The modern Japanese color lexicon

Open Access

Article| March 2017

Ichiro Kuriki; Ryan Lange; Yumiko Muto; Angela M. Brown; Kazuho f*ckuda; Rumi Tokunaga; Delwin T. Lindsey; Keiji Uchikawa; Satoshi Shioiri

Author Affiliations

Ichiro Kuriki

Research Institute of Electrical Communication, Tohoku University, Sendai, Japan
ikuriki@riec.tohoku.ac.jp
www.vision.riec.tohoku.ac.jp/ikuriki
Ryan Lange

College of Optometry, Ohio State University, Columbus, OH, USA
Yumiko Muto

Department of Information Processing, Tokyo Institute of Technology Graduate School, Yokohama, Japan
Angela M. Brown

College of Optometry, Ohio State University, Columbus, OH, USA
Kazuho f*ckuda

Department of Information Design, Kogakuin University, Tokyo, Japan
Rumi Tokunaga

Ritsumeikan Global Innovation Research Organization, Ritsumeikan University, Kyoto, Japan
Delwin T. Lindsey

Department of Psychology, Ohio State University, Mansfield, OH, USA
College of Optometry, Ohio State University, Columbus, OH, USA
Keiji Uchikawa

Department of Information Processing, Tokyo Institute of Technology Graduate School, Yokohama, Japan
Satoshi Shioiri

Research Institute of Electrical Communication, Tohoku University, Sendai, Japan

Journal of Vision March 2017, Vol.17, 1. doi:https://doi.org/10.1167/17.3.1

Abstract

Despite numerous prior studies, important questions about the Japanese color lexicon persist, particularly about the number of Japanese basic color terms and their deployment across color space. Here, 57 native Japanese speakers provided monolexemic terms for 320 chromatic and 10 achromatic Munsell color samples. Through k-means cluster analysis we revealed 16 statistically distinct Japanese chromatic categories. These included eight chromatic basic color terms (aka/red, ki/yellow, midori/green, ao/blue, pink, orange, cha/brown, and murasaki/purple) plus eight additional terms: mizu (“water”)/light blue, hada (“skin tone”)/peach, kon (“indigo”)/dark blue, matcha (“green tea”)/yellow-green, enji/maroon, oudo (“sand or mud”)/mustard, yamabuki (“globeflower”)/gold, and cream. Of these additional terms, mizu was used by 98% of informants, and emerged as a strong candidate for a 12th Japanese basic color term. Japanese and American English color-naming systems were broadly similar, except for color categories in one language (mizu, kon, teal, lavender, magenta, lime) that had no equivalent in the other. Our analysis revealed two statistically distinct Japanese motifs (or color-naming systems), which differed mainly in the extension of mizu across our color palette. Comparison of the present data with an earlier study by Uchikawa & Boynton (1987) suggests that some changes in the Japanese color lexicon have occurred over the last 30 years.

Introduction

The association between color terms, the color categories they name, and the stimuli that elicit them is a classic model system for studying the relationship between words and their referents. This is because all languages have at least some color terms in their lexicons, because colors are easily specified quantitatively, and because the physiology of the perception of color is better understood than the perception of many other stimuli. Furthermore, a physiological response to color categories may be present even in prelinguistic infants (Yang, Kanazawa, Yamaguchi, & Kuriki, 2016), although there remains some controversy about whether the acquisition of language modifies those innate categories (Franklin, Clifford, Williamson, & Davies, 2005; Roberson, Davidoff , Davies, & Shapiro, 2006).

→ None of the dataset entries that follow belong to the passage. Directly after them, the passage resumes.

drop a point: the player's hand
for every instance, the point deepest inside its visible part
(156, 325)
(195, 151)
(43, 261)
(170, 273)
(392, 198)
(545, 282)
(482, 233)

Much of the modern work on color and language has been inspired by three key proposals in the seminal work of Berlin and Kay (1969). The first is that world languages contain salient terms for colors—the basic color terms (BCTs)—that are monolexemic, that are known and used by all members of the language community, that can be used to communicate about the color of any type of object, and that name colors not covered by any other BCT. The second proposal is that the BCTs in every language name colors that are derived from a set of 11 universal categories. The third proposal is that cross-cultural differences in color naming exist because color lexicons are at different stages along a constrained trajectory of color-term evolution. As color lexicons evolve over time, they increase in size, adding BCTs in a highly constrained order. With this “universalist” framework in mind, we have examined the modern Japanese color lexicon. We compare it to the contemporaneous American English color lexicon, and we compare it to an earlier study of the Japanese color lexicon for evidence of recent evolution of Japanese color terms.

The study of the Japanese color lexicon is important for three interrelated reasons. First, Japanese is spoken in a modern, highly industrialized society, where the chromatic environment is as diverse and colorful as anywhere on earth. According to the universalist perspective, the Japanese color lexicon should therefore closely approximate the lexicons of English and other languages spoken in industrialized societies. Second, there remain several questions regarding the number of BCTs in the Japanese color lexicon. It is known from the earliest written records of vernacular Japanese (the Manyō-shū poems, dating from before 759 D.E.) that the Japanese words ao (blue) and midori (green) were used more or less interchangeably, in a usage pattern similar to the “grue” motif of Lindsey and Brown (2009) for color-naming systems with a single term for green-or-blue. In present-day Japanese, ao is still used to denote certain green things, as well as being an abstract color term for blue things in general, whereas midori always names only green things. Moreover, historical linguists (e.g., Stanlaw, 2010) sometimes include kon (indigo) as a word for dark blue among Japanese BCTs. Therefore, it is possible that Japanese, like many world languages spoken in nonindustrialized societies, might not conform to the color-category structure seen in English. Third, a quantitative, empirical study of Japanese color naming that was conducted 30 years ago by Uchikawa and Boynton (1987; U&B) suggested that three nonbasic color terms—mizu (light blue), hada (peach), and kusa (yellow green)—might achieve BCT status sometime in the future. Comparing the results of the present study to those of U&B allows us to examine the Japanese color lexicon for evidence of language change over the intervening years.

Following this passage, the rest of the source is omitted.